Die vageren Spar-Ideen im Koalitionsvertrag indes sind besser zu vermitteln. Schwarz-Grün verpasst sich das Image der Super-Sparfüchse mit trendigem »Geiz ist geil«-Image, ohne dafür kritisiert werden zu wollen. Daher die gebetsmühlenartig wiederholten Beschwörungen der finanziell desaströsen Situation. 180 Mio. Euro will man aus Vermögensveräußerungen erzielen, die nicht zur »Daseinsfürsorge« der Kommune nötig sind, etwa Beteiligungen an NetCologne, der Kölner Außenwerbung und Radio Köln. Dazu sollen erhöhte Gewinnabführungen der Stadtwerke und der GAG kommen, rund 75 Mio. Euro allein in diesem Jahr.

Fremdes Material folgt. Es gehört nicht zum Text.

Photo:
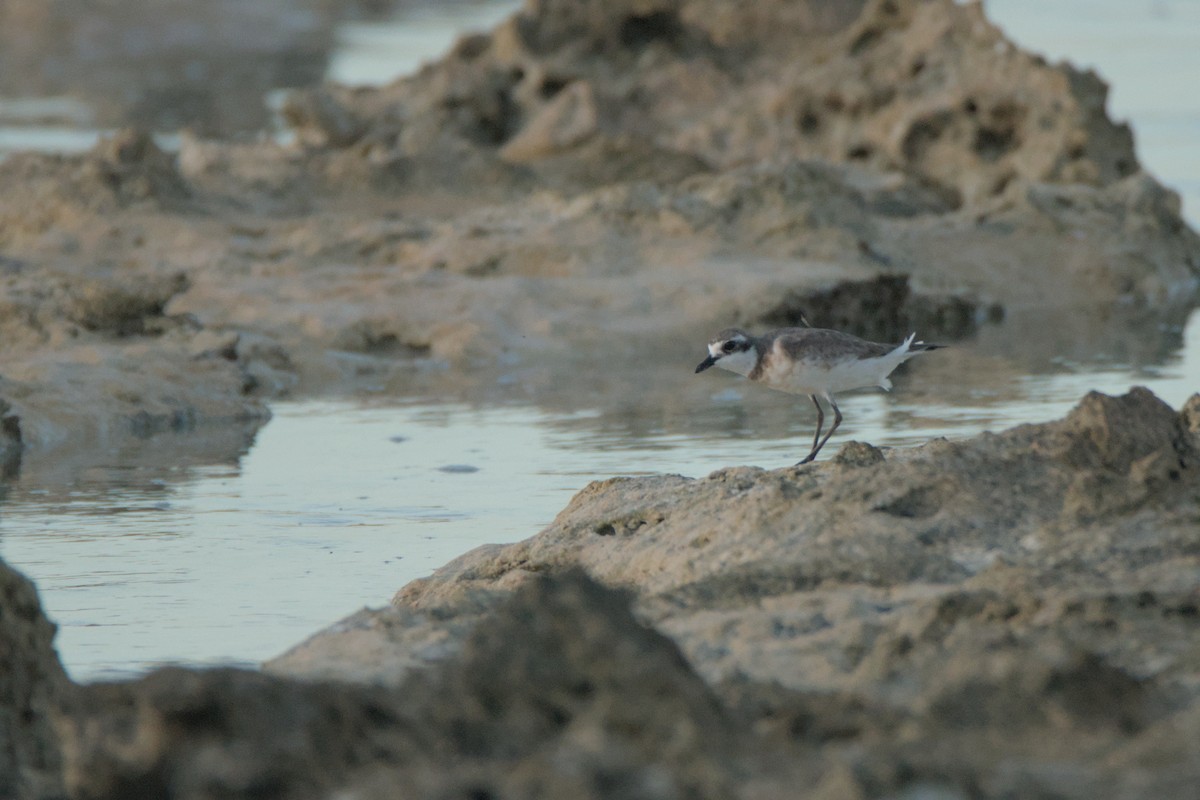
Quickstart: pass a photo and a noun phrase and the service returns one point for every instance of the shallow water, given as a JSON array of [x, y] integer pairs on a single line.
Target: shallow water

Softie-Privatisierer am Werk

Der Vorwurf, eine Privatisierung von GAG/Grubo hätte die drastischen Einsparungen verhindert, kontert der Grüne Jörg Frank mit dem
Hinweis, dass die 420-Mio.-Einnahme die Konsolidierung lediglich aufgeschoben hätte, eine Deckungslücke von 120 Mio. Euro würde demnach trotzdem bestehen. Pikant ist allerdings, dass trotz der verhinderten Privatisierung die Miete für GAG-MieterInnen vermutlich ansteigen wird – schließlich soll das Wohnungsbauunternehmen höhere Gewinne ausschütten. Für Jörg Detjen (PDS) ist klar: »Jetzt sind die Softie-Privatisierer am Werk.«
Doch trotz Sparwahn sind sich CDU und Grüne einig, das Hänneschen-Theater dauerhaft zu erhalten«. Wer die teils abstrusen Rechtfertigungen und wendehalsigen Reden im Rat gehört hat, wird daran keinen Zweifel haben.

Diskussion:
13.3., 19.30 Uhr, Bürgerhaus Stollwerck. Unter dem Titel »Schwarz-grüne Koalition – genug grünes Profil?« laden die Kölner Grünen zur Diskussion, u.a. mit Barbara Moritz.